Safe Driving for Older Adults

The CarFit program helps ensure aging adults maintain safety behind the wheel

Older driver adjusting his rearview mirror

Driving is an important part of community mobility

The loss of independence is one of the hardest things to accept as we age. According to the United States Census, the population of adults 65 and older grew by more than a third throughout the past decade. People are living longer and remaining more active as they age.

We spoke with Belinda Alexander, OTR, OTD, about strategies older adults can use to ensure they are safe behind the wheel and can continue to enjoy the independence of driving.
Alexander is an Assistant Professor in the Occupational Therapy Program of the TTUHSC School of Health Professions.

She also participates in CarFit, an educational program that helps promote safe driving for older adults by addressing the safety and fit of their personal vehicle. Community mobility is an important instrumental activity of daily living (IADL) that OT’s are skilled at addressing. Driving is an important part of community mobility and students study the impact community mobility has on one’s activity levels, engagement in meaningful activities, and health and well-being. OT students in the TTUHSC School of Health Professions are given the opportunity to volunteer to participate in the CarFit technician training and then participate in a local CarFit event. Having the CarFit technician training is something that some of our graduates can take with them to their future work settings with the hopes of educating more older adults in the aspects of safe driving.

The Effects of Aging and Mobility on Safe Driving

“From the moment we enter the world, we are getting older,” Alexander begins. “It’s the natural process of life that our bodies in our 60s and 70s aren’t like our bodies were in our 20s.”

Eventually, we will all have to adjust. When it comes to driving, this means learning to adjust to your physical changes to maintain safety. It also means learning to accept and prepare for the day when you won’t be able to drive any longer, which can be very difficult.

“Our vision can decline, our bodies change. Flexibility, mobility, strength, posture, and the ability to enter and exit the vehicle can be impacted by the natural progression of life,” Alexander says. “Those are the areas we look at.”

Misconceptions of Older Drivers

One of the most common forms of ageism is that older drivers are inherently unsafe on the road. Alexander is quick to point out the need to be respectful of the changes that an aging body undergoes.

“We need to remember that these older adults have been driving for a very long time and have a lot of experience,” she says. “They tend to be more cautious because they have gotten recklessness out of their system.”
Alexander points out that the death rates in car accidents are elevated in older adults, but this is due to the physical changes and other comorbidities more so than unsafe driving.

What is CarFit?

Belinda Alexander, OTR, OTD

Belinda Alexander, OTR, OTD

CarFit is a screening for older adult drivers for the purpose of keeping them safe in their vehicle and making sure they’re fitted to their vehicle in the best way possible,” Alexander says.

The community-based educational program was created in 2006 in collaboration with the American Automobile Association (AAA), AARP and the American Occupational Therapy Association (AOTA).

While one doesn't have to be an Occupational Therapist to be trained as a CarFit technician, an OT is present at CarFit events and screenings to review the completed CarFit checklist and to make any recommendations for adaptive devices that might assist with driver safety and fit within their vehicle.

During CarFit events and one-on-one screenings, “Everything is a suggestion, and nothing is forced on the driver,” Alexander says. “It takes place with the vehicle, and CarFit representatives will make recommended changes if the driver chooses to allow them.”

Adjustments could be made to the positions of the mirrors, steering wheel, headrests and seats.

“We look at the airbag. If you’re too close to an airbag, there can be injuries,” Alexander cautions.

“Some older adults aren’t sure about all the buttons, gadgets and adjustability that cars have,” she says. “So, sometimes we simply help the driver become more comfortable with some of the safety features and adjustable components in their vehicle.”

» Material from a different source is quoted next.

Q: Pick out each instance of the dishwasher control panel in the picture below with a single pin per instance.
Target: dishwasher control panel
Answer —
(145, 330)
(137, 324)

The screening follows a checklist that takes 20-30 minutes and can be extended if needed. Alexander says the experience is designed to be efficient but also flexible enough to answer any questions or concerns the driver might have.

Part of the vehicle inspection includes looking for any damage that could be an indication that the driver may not be as safe as they once were.

Planning for Loss of Mobility

Alexander recommends planning for independence and mobility in the same way you plan for retirement. It’s important to accept the truth that we are all aging and to be as prepared as possible to maintain the life you want to live.
 
It may mean becoming comfortable with current ridesharing apps or finding a car service you are comfortable with so that you can continue to engage in the community activities that are important to you and that you enjoy.

“Nobody wants to give up their independence,” Alexander says. Having this discussion with a loved one or facing it yourself can be a very challenging experience. Not everyone will be faced with driving retirement, but if you are, its best to plan ahead. Identify your community’s available transportation options or seek the advice from an OT professional that can help you navigate your community mobility options so that your quality of life doesn’t have to decline because you are no longer driving.